- The Washington Times - Tuesday, March 20, 2012

A top Haitian lawyer is perplexed by U.S. Ambassador Kenneth H. Merten, who has stoked controversy over whether Haitian President Michel Martelly holds U.S. citizenship in violation of Haiti’s constitution.

Stanley Gaston, president of the Port-au-Prince Bar Association, on Monday questioned why Mr. Merten invoked U.S. privacy laws when he discussed Mr. Martelly’s citizenship at a news conference with the Haitian president last week.

“Listen to me good,” Mr. Gaston told reporters in the Haitian capital. “If President Martelly is not an American citizen, then the United States doesn’t have to go into this debate at all.”

At last week’s news conference, Mr. Merten said: “President Martelly is not American. He is Haitian.”

The ambassador, however, also appeared to obfuscate matters by adding that U.S. privacy laws are “very strict.”

“I don’t have the right to discuss the file, whether they are a president or one of my friends, without the permission of the person concerned,” Mr. Merten was quoted as saying.

His reference to a “file” was not explained.

A Haitian parliamentary commission is investigating allegations that Mr. Martelly might hold dual U.S.-Haitian citizenship or might have renounced his Haitian citizenship before he ran for president last year.

In either case, he would be ineligible to hold his office.

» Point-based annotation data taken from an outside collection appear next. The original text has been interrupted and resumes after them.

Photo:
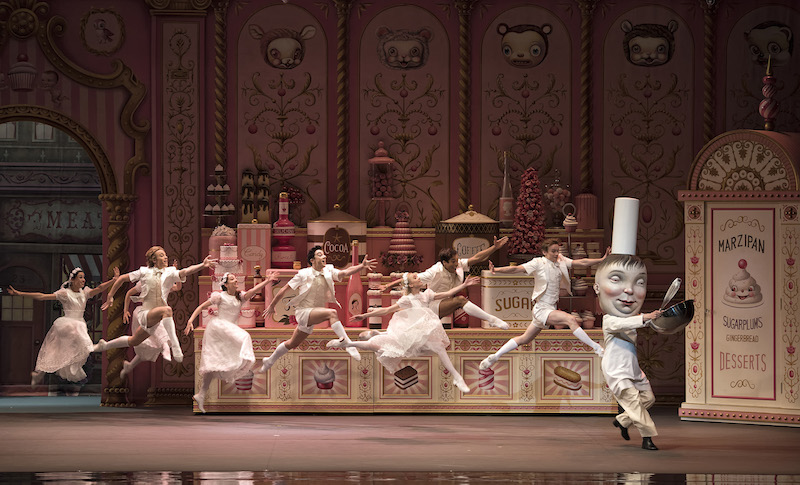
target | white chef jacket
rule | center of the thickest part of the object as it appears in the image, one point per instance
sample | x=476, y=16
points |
x=620, y=364
x=440, y=280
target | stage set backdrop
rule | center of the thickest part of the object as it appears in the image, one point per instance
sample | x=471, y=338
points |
x=172, y=104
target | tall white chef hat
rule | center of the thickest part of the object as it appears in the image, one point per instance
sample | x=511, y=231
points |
x=626, y=220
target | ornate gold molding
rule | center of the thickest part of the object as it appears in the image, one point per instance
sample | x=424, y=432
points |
x=464, y=8
x=342, y=102
x=181, y=6
x=118, y=208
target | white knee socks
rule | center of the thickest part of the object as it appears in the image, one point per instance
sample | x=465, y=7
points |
x=506, y=348
x=268, y=362
x=578, y=332
x=117, y=343
x=474, y=310
x=338, y=329
x=174, y=343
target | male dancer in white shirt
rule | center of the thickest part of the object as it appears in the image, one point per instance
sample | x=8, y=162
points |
x=448, y=273
x=548, y=273
x=158, y=279
x=621, y=285
x=314, y=285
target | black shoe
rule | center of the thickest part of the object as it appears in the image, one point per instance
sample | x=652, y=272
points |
x=622, y=430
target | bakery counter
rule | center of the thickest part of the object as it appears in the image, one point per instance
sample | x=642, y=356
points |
x=554, y=374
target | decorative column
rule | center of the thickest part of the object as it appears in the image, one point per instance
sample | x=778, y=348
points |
x=587, y=175
x=464, y=8
x=710, y=9
x=342, y=104
x=118, y=208
x=177, y=189
x=220, y=90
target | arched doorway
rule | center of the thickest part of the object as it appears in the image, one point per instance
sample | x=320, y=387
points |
x=49, y=202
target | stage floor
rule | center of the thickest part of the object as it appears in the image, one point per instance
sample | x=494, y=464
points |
x=65, y=434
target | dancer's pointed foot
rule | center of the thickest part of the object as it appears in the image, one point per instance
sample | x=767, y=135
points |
x=200, y=398
x=335, y=344
x=647, y=444
x=354, y=353
x=459, y=382
x=265, y=365
x=622, y=430
x=498, y=323
x=177, y=353
x=36, y=378
x=488, y=362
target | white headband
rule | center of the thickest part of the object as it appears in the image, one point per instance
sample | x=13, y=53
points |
x=72, y=274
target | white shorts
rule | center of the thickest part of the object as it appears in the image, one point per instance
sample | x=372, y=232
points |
x=142, y=320
x=434, y=305
x=540, y=313
x=301, y=315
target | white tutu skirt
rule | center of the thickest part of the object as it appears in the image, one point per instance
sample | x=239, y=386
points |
x=411, y=333
x=154, y=345
x=227, y=351
x=65, y=349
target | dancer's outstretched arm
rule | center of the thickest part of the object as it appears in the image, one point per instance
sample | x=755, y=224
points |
x=103, y=286
x=126, y=314
x=368, y=264
x=378, y=312
x=482, y=256
x=271, y=279
x=507, y=269
x=587, y=262
x=32, y=294
x=470, y=281
x=114, y=288
x=190, y=323
x=207, y=263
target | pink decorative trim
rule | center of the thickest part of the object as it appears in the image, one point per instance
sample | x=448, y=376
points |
x=717, y=195
x=746, y=417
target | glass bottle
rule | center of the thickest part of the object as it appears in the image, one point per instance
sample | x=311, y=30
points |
x=355, y=292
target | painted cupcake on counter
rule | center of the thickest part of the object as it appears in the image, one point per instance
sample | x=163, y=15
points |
x=579, y=287
x=570, y=223
x=324, y=377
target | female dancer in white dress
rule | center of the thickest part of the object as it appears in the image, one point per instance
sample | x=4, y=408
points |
x=157, y=279
x=227, y=348
x=414, y=330
x=67, y=344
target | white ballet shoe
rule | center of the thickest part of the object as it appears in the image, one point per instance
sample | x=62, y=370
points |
x=177, y=354
x=459, y=382
x=335, y=344
x=497, y=323
x=354, y=353
x=265, y=365
x=36, y=378
x=200, y=399
x=488, y=362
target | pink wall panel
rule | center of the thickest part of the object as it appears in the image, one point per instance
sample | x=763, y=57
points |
x=525, y=100
x=648, y=115
x=404, y=75
x=281, y=113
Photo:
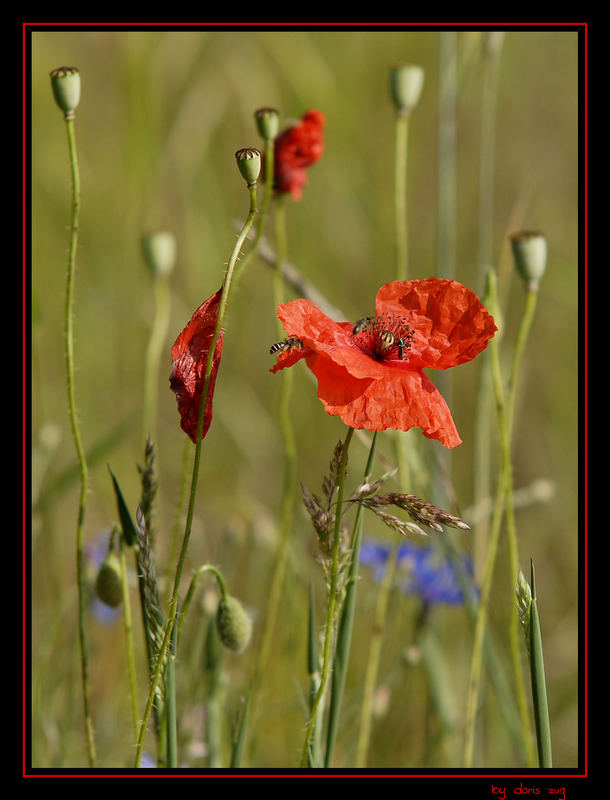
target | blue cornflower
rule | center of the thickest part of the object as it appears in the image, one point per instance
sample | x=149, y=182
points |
x=420, y=571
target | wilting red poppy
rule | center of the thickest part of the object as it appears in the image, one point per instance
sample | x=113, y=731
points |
x=189, y=359
x=297, y=148
x=371, y=373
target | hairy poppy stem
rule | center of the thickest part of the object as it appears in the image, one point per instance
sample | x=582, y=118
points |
x=226, y=287
x=330, y=616
x=400, y=195
x=346, y=624
x=80, y=451
x=504, y=495
x=289, y=482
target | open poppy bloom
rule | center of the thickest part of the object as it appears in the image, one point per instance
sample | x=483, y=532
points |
x=371, y=373
x=297, y=148
x=189, y=359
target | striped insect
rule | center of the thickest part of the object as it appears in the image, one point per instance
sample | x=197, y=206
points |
x=285, y=345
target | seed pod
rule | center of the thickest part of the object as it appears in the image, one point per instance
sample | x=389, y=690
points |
x=108, y=585
x=267, y=122
x=406, y=83
x=65, y=82
x=233, y=623
x=249, y=163
x=529, y=253
x=159, y=250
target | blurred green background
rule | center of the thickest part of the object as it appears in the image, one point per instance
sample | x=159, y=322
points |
x=161, y=116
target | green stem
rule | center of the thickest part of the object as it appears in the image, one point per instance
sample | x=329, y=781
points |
x=400, y=194
x=226, y=287
x=346, y=624
x=84, y=477
x=191, y=591
x=287, y=501
x=131, y=659
x=330, y=616
x=267, y=194
x=372, y=668
x=156, y=677
x=504, y=493
x=539, y=696
x=206, y=385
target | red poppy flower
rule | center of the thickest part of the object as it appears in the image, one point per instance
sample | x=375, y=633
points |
x=371, y=374
x=297, y=148
x=189, y=360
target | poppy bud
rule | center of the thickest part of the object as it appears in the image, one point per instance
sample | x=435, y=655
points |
x=267, y=122
x=159, y=251
x=65, y=82
x=529, y=253
x=406, y=82
x=108, y=585
x=233, y=624
x=249, y=163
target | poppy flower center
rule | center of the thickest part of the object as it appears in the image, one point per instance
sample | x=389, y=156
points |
x=387, y=336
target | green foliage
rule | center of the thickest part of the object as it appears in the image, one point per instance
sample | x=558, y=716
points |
x=160, y=117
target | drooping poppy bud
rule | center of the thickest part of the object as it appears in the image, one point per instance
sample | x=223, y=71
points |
x=189, y=359
x=65, y=82
x=233, y=624
x=267, y=122
x=159, y=250
x=249, y=163
x=406, y=83
x=296, y=149
x=108, y=585
x=529, y=252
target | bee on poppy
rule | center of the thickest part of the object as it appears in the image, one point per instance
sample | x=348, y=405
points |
x=360, y=325
x=286, y=344
x=441, y=324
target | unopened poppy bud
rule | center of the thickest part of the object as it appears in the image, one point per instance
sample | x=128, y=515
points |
x=159, y=251
x=65, y=82
x=267, y=122
x=249, y=163
x=233, y=624
x=529, y=253
x=108, y=585
x=406, y=83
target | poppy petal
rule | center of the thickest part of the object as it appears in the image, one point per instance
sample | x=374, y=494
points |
x=303, y=318
x=450, y=324
x=296, y=149
x=189, y=360
x=409, y=399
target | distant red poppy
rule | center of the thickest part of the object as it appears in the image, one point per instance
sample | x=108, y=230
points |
x=189, y=359
x=371, y=373
x=297, y=148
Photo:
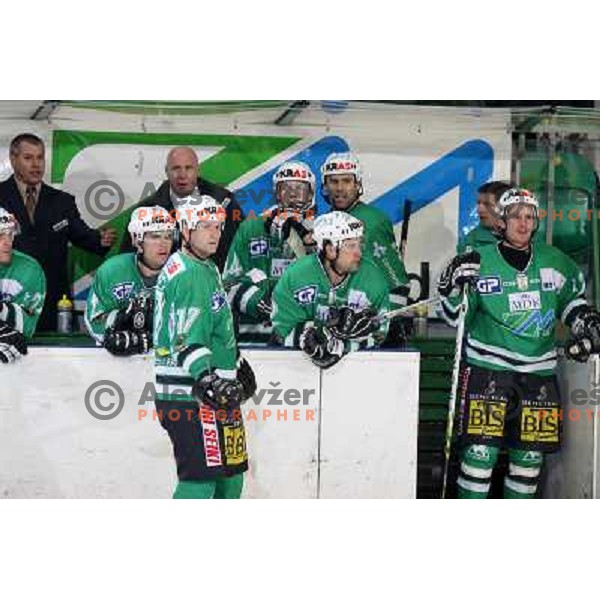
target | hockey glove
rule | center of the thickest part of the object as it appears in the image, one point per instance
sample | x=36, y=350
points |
x=137, y=315
x=12, y=344
x=322, y=347
x=126, y=343
x=587, y=324
x=245, y=375
x=218, y=393
x=265, y=306
x=346, y=323
x=580, y=349
x=462, y=270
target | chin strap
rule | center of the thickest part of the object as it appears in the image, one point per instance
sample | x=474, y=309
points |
x=140, y=257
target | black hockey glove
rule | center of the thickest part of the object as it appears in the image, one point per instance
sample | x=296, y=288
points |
x=280, y=225
x=462, y=270
x=580, y=349
x=126, y=343
x=12, y=344
x=245, y=375
x=345, y=323
x=137, y=315
x=587, y=324
x=322, y=347
x=265, y=306
x=218, y=393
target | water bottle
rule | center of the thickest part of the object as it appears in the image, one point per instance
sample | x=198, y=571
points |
x=65, y=315
x=420, y=321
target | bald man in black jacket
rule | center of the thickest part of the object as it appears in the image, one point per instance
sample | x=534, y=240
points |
x=183, y=180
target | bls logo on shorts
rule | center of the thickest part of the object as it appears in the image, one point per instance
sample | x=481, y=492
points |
x=306, y=295
x=122, y=291
x=218, y=301
x=258, y=247
x=489, y=285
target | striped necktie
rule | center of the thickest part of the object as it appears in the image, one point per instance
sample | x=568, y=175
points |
x=30, y=201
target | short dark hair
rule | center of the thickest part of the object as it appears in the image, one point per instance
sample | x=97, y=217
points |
x=30, y=138
x=496, y=188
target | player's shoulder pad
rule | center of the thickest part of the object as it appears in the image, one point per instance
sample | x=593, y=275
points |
x=120, y=261
x=372, y=273
x=375, y=215
x=25, y=261
x=553, y=256
x=302, y=268
x=174, y=267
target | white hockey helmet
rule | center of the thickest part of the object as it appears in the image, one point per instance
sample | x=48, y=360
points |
x=335, y=227
x=516, y=196
x=294, y=170
x=8, y=223
x=341, y=163
x=193, y=210
x=149, y=218
x=297, y=171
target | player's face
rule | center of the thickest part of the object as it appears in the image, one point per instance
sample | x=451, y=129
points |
x=349, y=256
x=182, y=171
x=342, y=190
x=156, y=248
x=6, y=240
x=295, y=195
x=520, y=224
x=486, y=210
x=29, y=163
x=205, y=238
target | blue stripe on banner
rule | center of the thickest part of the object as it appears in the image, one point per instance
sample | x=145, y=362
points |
x=467, y=167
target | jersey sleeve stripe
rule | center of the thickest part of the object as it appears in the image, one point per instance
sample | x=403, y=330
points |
x=248, y=295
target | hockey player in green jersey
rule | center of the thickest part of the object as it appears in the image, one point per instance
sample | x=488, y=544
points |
x=200, y=380
x=264, y=247
x=341, y=178
x=330, y=303
x=119, y=308
x=517, y=292
x=484, y=233
x=22, y=293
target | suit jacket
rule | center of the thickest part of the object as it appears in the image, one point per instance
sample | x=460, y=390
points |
x=56, y=223
x=222, y=195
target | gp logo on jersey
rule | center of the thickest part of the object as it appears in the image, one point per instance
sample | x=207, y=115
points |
x=9, y=288
x=306, y=295
x=218, y=301
x=122, y=291
x=524, y=301
x=489, y=285
x=258, y=247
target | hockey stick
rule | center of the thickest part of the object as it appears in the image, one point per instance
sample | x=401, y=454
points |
x=460, y=331
x=405, y=224
x=406, y=310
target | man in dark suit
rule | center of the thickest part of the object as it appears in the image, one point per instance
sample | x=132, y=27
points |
x=49, y=220
x=183, y=180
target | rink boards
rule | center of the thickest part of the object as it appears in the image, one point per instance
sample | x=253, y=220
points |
x=350, y=432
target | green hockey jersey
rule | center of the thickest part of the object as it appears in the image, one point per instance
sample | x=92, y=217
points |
x=304, y=296
x=116, y=281
x=22, y=293
x=193, y=326
x=255, y=263
x=511, y=318
x=381, y=248
x=477, y=237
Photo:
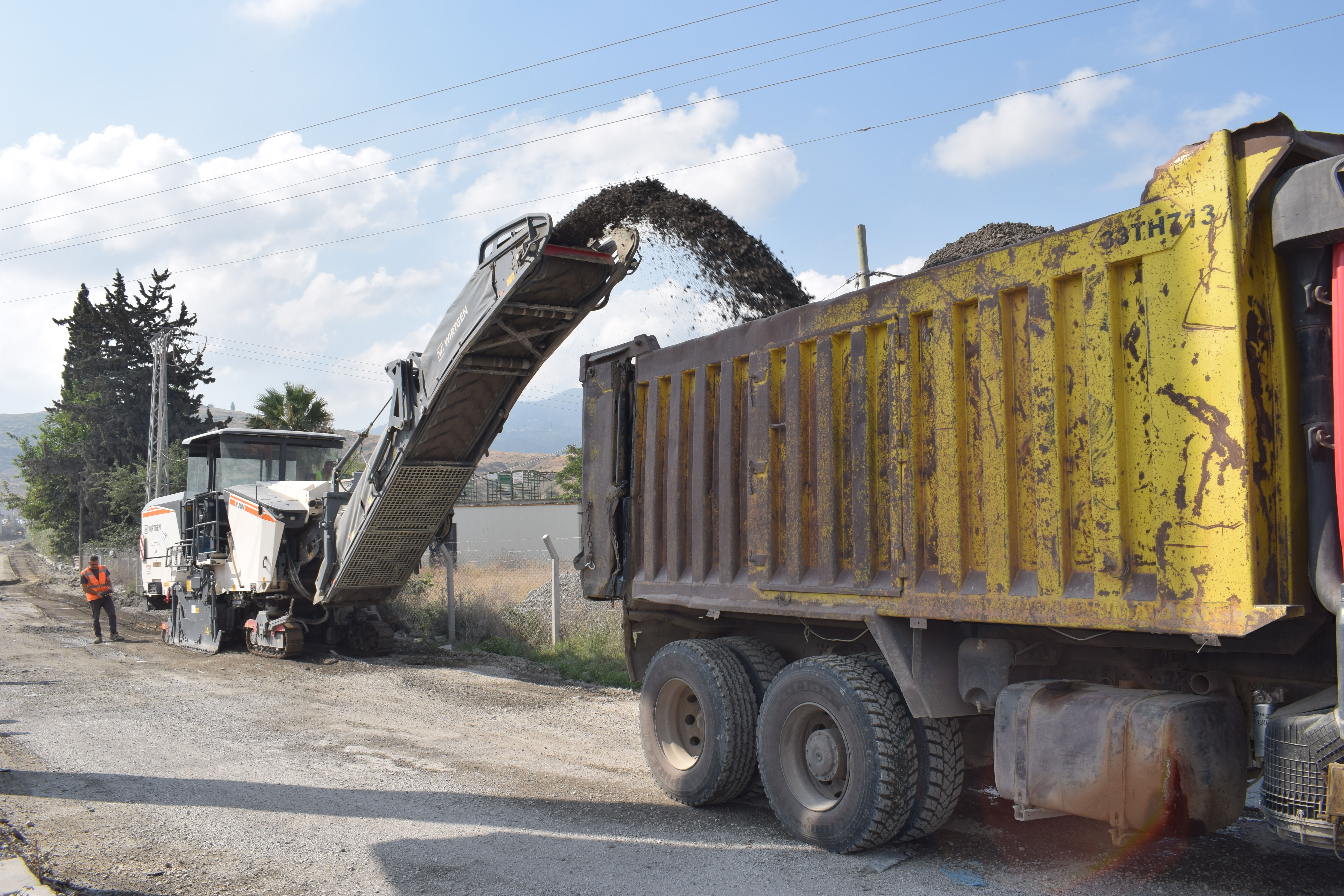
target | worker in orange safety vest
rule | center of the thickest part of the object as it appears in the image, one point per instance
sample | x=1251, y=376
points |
x=99, y=590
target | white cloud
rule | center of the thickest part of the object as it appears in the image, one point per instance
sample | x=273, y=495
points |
x=591, y=152
x=291, y=14
x=829, y=285
x=326, y=302
x=286, y=300
x=1027, y=128
x=822, y=285
x=909, y=265
x=1198, y=124
x=361, y=299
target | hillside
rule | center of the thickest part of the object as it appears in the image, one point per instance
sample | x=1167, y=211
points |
x=15, y=425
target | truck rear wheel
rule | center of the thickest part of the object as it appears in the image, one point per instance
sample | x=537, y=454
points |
x=763, y=664
x=941, y=765
x=838, y=754
x=698, y=722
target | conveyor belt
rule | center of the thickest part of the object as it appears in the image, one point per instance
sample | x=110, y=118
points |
x=454, y=398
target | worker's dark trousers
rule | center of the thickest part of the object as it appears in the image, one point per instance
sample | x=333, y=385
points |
x=99, y=606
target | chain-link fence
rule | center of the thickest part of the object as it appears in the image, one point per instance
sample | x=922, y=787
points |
x=505, y=596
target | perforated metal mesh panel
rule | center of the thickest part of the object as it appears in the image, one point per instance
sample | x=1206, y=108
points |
x=413, y=506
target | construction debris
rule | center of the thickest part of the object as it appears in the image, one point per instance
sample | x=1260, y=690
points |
x=986, y=240
x=741, y=275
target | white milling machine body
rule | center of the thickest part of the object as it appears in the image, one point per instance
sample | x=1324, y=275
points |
x=271, y=543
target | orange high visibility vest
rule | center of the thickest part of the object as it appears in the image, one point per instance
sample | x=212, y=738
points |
x=96, y=582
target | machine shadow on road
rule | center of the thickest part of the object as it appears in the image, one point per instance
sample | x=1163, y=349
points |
x=509, y=839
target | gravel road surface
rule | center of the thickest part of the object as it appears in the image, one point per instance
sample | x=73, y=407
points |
x=132, y=768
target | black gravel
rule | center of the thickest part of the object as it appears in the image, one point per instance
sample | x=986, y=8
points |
x=986, y=240
x=741, y=275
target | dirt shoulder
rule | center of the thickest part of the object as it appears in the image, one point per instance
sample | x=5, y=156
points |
x=153, y=770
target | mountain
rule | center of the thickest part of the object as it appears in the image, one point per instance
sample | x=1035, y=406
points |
x=15, y=425
x=544, y=428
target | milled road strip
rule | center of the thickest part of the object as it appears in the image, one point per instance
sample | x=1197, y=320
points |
x=162, y=772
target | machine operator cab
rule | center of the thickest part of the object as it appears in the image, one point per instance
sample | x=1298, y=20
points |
x=248, y=492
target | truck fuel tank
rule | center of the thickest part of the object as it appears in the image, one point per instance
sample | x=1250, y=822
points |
x=1147, y=762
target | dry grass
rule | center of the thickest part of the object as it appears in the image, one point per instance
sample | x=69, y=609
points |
x=491, y=617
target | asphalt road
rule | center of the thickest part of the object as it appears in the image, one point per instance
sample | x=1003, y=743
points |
x=151, y=770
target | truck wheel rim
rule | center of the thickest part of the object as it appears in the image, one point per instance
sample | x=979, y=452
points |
x=679, y=721
x=815, y=758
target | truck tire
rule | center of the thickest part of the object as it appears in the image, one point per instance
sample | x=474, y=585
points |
x=763, y=664
x=697, y=722
x=838, y=754
x=370, y=639
x=941, y=765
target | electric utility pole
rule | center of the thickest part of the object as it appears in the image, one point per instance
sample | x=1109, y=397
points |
x=157, y=454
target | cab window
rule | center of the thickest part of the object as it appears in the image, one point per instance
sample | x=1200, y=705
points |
x=248, y=464
x=310, y=463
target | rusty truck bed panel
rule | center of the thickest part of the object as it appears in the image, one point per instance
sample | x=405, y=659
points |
x=1093, y=429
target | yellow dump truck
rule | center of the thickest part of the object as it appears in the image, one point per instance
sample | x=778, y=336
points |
x=1066, y=508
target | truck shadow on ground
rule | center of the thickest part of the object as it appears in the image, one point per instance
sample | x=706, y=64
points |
x=580, y=840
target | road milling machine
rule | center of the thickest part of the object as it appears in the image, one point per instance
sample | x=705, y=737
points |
x=272, y=543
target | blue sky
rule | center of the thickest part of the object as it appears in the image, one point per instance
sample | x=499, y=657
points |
x=97, y=90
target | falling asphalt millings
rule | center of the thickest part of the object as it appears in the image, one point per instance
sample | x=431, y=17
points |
x=741, y=275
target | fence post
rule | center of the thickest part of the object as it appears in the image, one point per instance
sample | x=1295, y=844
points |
x=452, y=602
x=556, y=590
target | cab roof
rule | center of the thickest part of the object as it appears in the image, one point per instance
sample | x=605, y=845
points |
x=290, y=435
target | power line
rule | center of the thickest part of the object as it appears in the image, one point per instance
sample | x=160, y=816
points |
x=378, y=367
x=269, y=361
x=718, y=162
x=462, y=140
x=596, y=84
x=580, y=131
x=389, y=105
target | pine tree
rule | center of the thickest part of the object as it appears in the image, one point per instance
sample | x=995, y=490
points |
x=99, y=428
x=295, y=409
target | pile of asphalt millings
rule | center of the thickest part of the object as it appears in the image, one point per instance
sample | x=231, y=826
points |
x=739, y=272
x=986, y=240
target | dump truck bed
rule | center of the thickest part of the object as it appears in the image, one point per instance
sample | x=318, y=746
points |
x=1092, y=429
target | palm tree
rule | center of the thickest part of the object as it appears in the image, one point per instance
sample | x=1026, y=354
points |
x=295, y=409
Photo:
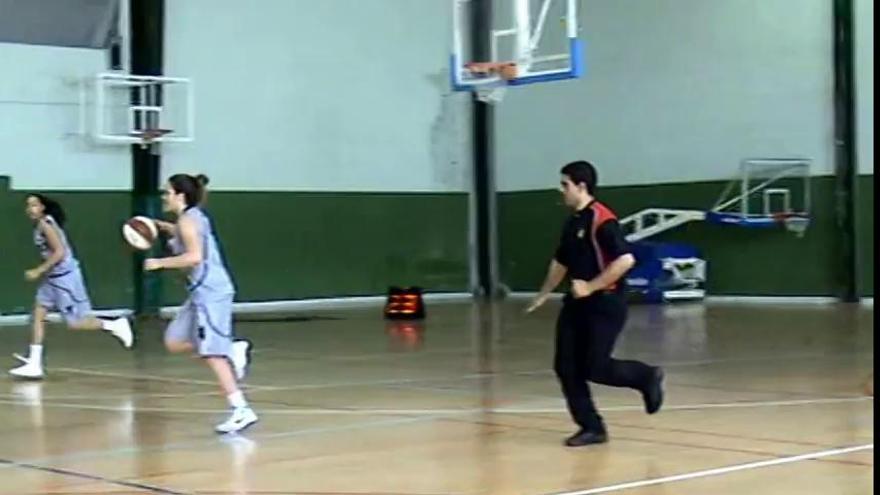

Before he ran for president, Mr. Martelly was an entertainer who frequently performed in Miami. He owns a house in Palm Beach, Fla.

Mr. Gaston noted that the ambassador’s comment adds to the confusion of the situation, which was muddled earlier by a statement from a top aide to Secretary of State Hillary Rodham Clinton on a recent visit to Haiti.

Cheryl Mills, Mrs. Clinton’s chief of staff, also referred to U.S. privacy laws in a discussion with a member of the Haitian commission investigating Mr. Martelly.

“According to the law of the United States that protects the private lives, American institutions do not have the authority to give information concerning its citizens,” Ms. Mills was quoted as saying.

Mr. Gaston noted that American officials have no responsibility to abide by U.S. privacy laws if they are not discussing U.S. citizens..

“When one speaks, a lawyer listens closely with a lot of interest, analyzing what you are saying,” Mr. Gaston said. “What interests me are the things that did not have to be said.”

TRADE BARRIER HELPS PUTIN

Leading members of the Russian political opposition are urging Congress to repeal a Cold War-era trade amendment they say is helping President-elect Vladimir Putin and undermining democratic reform.

In an open letter published in Moscow, the seven opposition leaders said the 1974 Jackson-Vanik amendment also hurts Russia’s ability to compete in international markets and increases the country’s reliance on oil and other fossil fuels controlled by Mr. Putin and his cronies.

“Some politicians in the United States argue that the removal of Russia from Jackson-Vanik would help no one but the current Russian undemocratic political regime. That assumption is flat wrong,” they said.

“At the end of the day, those who defend the argument that Jackson-Vanik’s provisions should still apply to Russia in order to punish Putin’s anti-democratic regime only darken Russia’s political future, hamper its economic development, and frustrate its democratic aspirations.”

The U.S. trade barrier was established to punish the Soviet Union for refusing to allow Jewish citizens to immigrate.

The letter was signed by: Sergey Aleksashenko, Boris Nemtsov and Vladimir Ryzhkov of the People’s Freedom Party; Alexander Lebedev, an independent businessman and politician; Vladimir Milov, leader of the Democratic Choice movement; Alexey Navalny, a lawyer and civic activist; and Ilya Ponomarev of the party A Just Russia.